There are Many Battlegrounds Present

Many mornings, I wake up early.  My brain becomes saturated with thoughts both idle and refined.  They demand attention.  To maintain my own rather tenuous grip on sanity, I attempt to assuage them by doing what I'm doing now – write. 

The political atmosphere in this country (circa 2011) has become quite unsettling.  The kettle is definitely on the boil.  Humans are frightened.  They are restless.  They are angry.  They are confused.  There seems to be no middle ground - no arena for reasoned discourse.  Voices are shrill and unforgiving on both sides.  Thoughts seemed to have become collectivized into slogans that can be creative and imaginative but are often banal and without sufficient depth to be accorded serious consideration.

Social unrest is certainly on the agenda.  Mobile devices are everywhere and those that hold them are always on the ready to trivialize experience and plummet into the unforgiving depths of their own collective ignorance.  Ignorance is dangerous, for unfinished thoughts devoid of either truth or content can yield enormous destructive power - evidence blind racism and crazed jingoistic patriotism that relies on the blind indifference of reckless violence.  Needless suffering abounds and there are forces present that exacerbate that which should be healed.

What is clear and what is unmistakable is that the system is thoroughly broken.  The commons is being dismantled.  The social contract that each of assumes to be in place; that each of expects to be in place, is dissolving.  The reasonable expectation that society can and should embrace all of its members, especially those with the greatest need seems to be no longer viable.

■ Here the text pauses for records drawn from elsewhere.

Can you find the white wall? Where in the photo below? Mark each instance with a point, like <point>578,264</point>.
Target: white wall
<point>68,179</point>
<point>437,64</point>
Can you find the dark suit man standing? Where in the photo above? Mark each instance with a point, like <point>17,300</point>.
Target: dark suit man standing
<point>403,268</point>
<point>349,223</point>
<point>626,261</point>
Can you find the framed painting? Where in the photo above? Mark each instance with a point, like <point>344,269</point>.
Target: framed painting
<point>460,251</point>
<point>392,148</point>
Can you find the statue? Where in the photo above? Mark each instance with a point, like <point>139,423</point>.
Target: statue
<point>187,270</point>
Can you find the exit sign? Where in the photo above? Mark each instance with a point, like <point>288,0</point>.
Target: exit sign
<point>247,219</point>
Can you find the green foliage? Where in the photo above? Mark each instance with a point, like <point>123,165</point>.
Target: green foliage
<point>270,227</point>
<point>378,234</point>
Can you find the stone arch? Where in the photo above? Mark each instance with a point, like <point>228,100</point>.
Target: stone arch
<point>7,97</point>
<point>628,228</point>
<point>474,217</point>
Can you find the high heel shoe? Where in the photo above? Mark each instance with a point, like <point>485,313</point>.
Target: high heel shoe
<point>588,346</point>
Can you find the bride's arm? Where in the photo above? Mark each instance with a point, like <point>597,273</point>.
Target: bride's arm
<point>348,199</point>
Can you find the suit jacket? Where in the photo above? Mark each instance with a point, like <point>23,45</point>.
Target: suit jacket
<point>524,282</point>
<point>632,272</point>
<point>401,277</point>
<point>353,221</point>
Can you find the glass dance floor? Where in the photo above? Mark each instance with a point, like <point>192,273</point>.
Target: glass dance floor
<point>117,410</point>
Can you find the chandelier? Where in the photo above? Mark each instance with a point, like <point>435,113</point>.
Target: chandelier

There are many battlegrounds present - the haves versus the have-nots, the left versus the right, the educated versus the unschooled, north versus south, urban versus rural, color versus color, business versus labor and on and on.  The guns are locked and loaded.  Emotions have become fully engaged and there is little room left for reason.  Herein resides the great and boundless frailty of humanity and human institutions.

Are we destined once again to go around the same endless wheel of violence and retribution - returning hurt with hurt and injury with injury?   It is a tiresome and dangerous legacy we seem so willing to embrace.

I don't have any meaningful answer to this question.  The reality that the culture is collectively moving through is dangerous and, in many ways, perverse.  It leaves me deeply anxious.